His father shrugged. "I have no idea! Maybe he's somebody you made up?"
"No, he was somebody, I know that for sure!"
"What did he say?" Gerhardt said, interested.
"Well, now that you mention it, he said something strange. He said there was a price to be paid. He said that those who died in the war were brought there to be shown true German hospitality! That it was the true Germany, and that is was a place of atonement."
"They why were you brought there?" Gerhardt asked, puzzled. "You weren't in the war, and you had nothing to do with it."
"Not so," Johan's father said quietly. "My son, I've never told you this, but your grandparents were executed by the Nazis. They were caught harbouring Jews in their home."

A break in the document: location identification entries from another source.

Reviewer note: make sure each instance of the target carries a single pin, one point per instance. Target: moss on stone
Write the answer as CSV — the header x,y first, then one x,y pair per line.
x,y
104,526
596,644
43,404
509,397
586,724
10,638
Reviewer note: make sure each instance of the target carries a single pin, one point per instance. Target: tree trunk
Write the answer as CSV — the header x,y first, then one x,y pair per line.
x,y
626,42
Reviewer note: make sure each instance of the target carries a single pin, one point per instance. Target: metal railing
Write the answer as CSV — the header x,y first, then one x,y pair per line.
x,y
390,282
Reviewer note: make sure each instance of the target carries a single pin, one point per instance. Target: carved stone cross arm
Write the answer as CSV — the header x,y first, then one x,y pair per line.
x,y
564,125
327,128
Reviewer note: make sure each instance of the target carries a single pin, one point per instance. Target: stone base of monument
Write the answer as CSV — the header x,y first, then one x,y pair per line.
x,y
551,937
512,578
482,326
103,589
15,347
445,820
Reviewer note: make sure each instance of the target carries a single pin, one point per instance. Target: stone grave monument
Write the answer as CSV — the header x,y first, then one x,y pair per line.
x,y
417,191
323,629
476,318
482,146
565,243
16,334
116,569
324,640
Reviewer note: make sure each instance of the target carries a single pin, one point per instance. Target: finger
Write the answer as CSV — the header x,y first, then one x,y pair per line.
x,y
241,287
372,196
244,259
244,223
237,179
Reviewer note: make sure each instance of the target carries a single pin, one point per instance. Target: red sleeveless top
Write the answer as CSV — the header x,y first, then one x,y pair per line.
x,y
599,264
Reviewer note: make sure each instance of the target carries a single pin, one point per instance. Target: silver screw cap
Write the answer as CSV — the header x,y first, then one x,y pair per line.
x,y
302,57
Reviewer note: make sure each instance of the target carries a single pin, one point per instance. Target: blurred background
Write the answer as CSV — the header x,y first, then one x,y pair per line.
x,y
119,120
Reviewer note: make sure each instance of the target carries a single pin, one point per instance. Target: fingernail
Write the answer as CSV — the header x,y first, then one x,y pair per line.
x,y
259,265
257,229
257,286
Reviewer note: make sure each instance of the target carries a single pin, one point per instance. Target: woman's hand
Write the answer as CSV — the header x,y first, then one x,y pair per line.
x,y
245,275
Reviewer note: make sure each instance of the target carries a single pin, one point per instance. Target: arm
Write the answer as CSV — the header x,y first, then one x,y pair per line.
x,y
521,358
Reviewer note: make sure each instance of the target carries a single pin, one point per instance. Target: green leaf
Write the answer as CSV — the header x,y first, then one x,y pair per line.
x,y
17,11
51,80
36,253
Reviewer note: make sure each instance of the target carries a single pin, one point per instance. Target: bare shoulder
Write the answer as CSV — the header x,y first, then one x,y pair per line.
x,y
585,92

"I see! Wilheim did say something like that. But it was all a dream, wasn't it?"
No one said anything more. They drank their beer and kept their thoughts to themselves. A short time later they went to bed. Johan stared at the fire for a long, long time before he went to sleep. Before he closed his eyes he thought he could see the large room in the town hall, and his friends sitting there, enjoying a last beer before retiring.
"Good night, my friends," he said softly.
They turned to him with those warm faces, and kind hearts. "Good night, Johan," they said back. He could hear their voices. Feeling warm and comfortable, he slept long and well, knowing he had true friends waiting for him someday. His life would be the better for his knowing that.